En cuanto a los genocidas, a los verdaderos (ahora se emplea el término para cualquiera, trivializándolo), todos gozaron de la mayor popularidad, y los que viven aún gozan de ella. No hay que remontarse a los idolatrados Hitler, Stalin y Mao. Franco, tan sólo aprendiz de éstos y de cuya muerte se acaban de cumplir treinta años, falleció adorado por buena parte de los españoles, y aún le quedan partidarios, descubiertos o encubiertos (claro que en algún caso conspicuo la cosa se explica sola, habiendo sido terrorista en su día el actual fan franquista). Para qué hablar de Pinochet, de Milosevic y de Castro, todos ellos defendidísimos mientras no caen en desgracia, y aun después, bastante. A Bush Jr, Blair y Aznar no puede tildárselos de genocidas ni de asesinos, pero sí de criminaloides desde que se reunieron en las Azores para iniciar la carnicería de Irak que no cesa, sin necesidad alguna; a los dos primeros se les ha renovado el contrato democráticamente y al tercero lo reverencian políticos, ciudadanos y hasta la Iglesia Católica, cuyo jefe máximo Wojtyla estuvo contra la carnicería. Los fervorosos de Bin Laden, lejos de menguar, aumentan con cada atrocidad cometida en su nombre, y a los pistoleros de ETA les ha sobrado siempre el apoyo: no son pocos los pueblos vascos que les rinden homenajes o, entregándose al travestismo, los proclaman "reinas" de sus festejos.

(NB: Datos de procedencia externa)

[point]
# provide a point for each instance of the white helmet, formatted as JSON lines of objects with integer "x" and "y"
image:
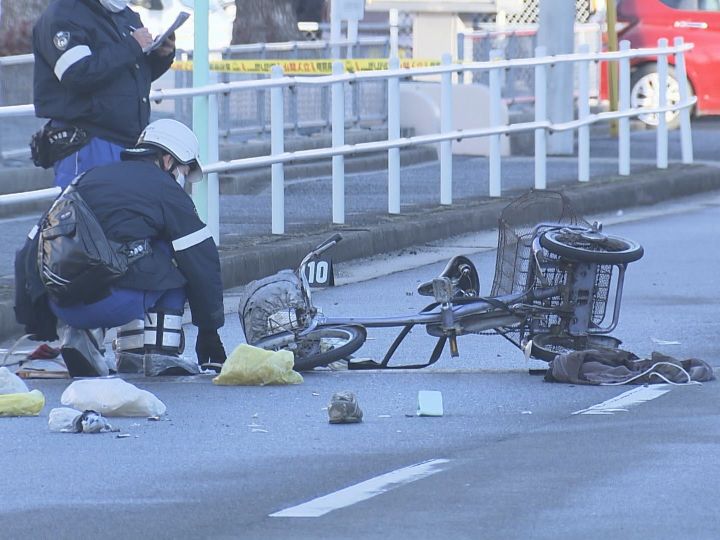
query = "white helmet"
{"x": 176, "y": 139}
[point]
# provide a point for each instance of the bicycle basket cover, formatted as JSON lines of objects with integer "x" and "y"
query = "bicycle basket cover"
{"x": 271, "y": 305}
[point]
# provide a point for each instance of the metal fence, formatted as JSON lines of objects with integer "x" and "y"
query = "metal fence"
{"x": 242, "y": 114}
{"x": 541, "y": 126}
{"x": 520, "y": 41}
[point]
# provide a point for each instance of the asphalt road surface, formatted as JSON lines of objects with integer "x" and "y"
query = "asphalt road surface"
{"x": 513, "y": 457}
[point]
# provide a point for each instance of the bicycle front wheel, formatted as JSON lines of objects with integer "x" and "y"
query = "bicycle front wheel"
{"x": 592, "y": 247}
{"x": 547, "y": 347}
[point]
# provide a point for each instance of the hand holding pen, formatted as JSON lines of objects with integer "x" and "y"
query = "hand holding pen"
{"x": 142, "y": 36}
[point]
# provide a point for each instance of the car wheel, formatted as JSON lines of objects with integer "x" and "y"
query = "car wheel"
{"x": 645, "y": 92}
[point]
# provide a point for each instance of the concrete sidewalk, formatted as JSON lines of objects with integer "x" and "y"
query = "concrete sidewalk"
{"x": 245, "y": 258}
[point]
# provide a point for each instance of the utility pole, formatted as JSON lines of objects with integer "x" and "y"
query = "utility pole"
{"x": 556, "y": 32}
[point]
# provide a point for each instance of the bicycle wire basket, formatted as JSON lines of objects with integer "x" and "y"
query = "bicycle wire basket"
{"x": 515, "y": 271}
{"x": 272, "y": 305}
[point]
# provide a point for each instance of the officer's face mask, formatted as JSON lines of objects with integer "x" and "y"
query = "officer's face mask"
{"x": 116, "y": 6}
{"x": 180, "y": 178}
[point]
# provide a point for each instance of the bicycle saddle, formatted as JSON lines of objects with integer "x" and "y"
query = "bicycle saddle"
{"x": 464, "y": 276}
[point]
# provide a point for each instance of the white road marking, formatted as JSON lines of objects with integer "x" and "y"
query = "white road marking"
{"x": 620, "y": 403}
{"x": 364, "y": 490}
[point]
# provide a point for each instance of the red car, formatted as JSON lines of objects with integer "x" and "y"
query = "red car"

La explicación más tranquilizadora para tanto devoto de asesinos por ahí suelto es que el común de las gentes finge condenar el asesinato universalmente, pero en realidad lo condena sólo según quién lo cometa: si es de los míos, una de dos, o no lo ha hecho y lo acusan en falso, o sus motivos tendría, motivos rectos, imperiosos, santos. Sin duda esto se da muchas veces, pero el esquema no bastaría para explicar la atracción y la ternura hacia los asesinos modestos de que hablé antes, y que surgen sin apriorismos, es decir, el asesino cae simpático o es amado por haber cometido sus asesinatos, no por ser ya con anterioridad "de los nuestros". Quizá haya que concluir, en estos días de Navidad y de deseos de paz en la tierra y todo eso, que buena parte de quienes la celebran y de los que no, en la tierra entera, no quieren paz ni en pintura, sino que son verdaderos entusiastas del asesinato y del crimen y sólo esperan al próximo para también vitorearlo.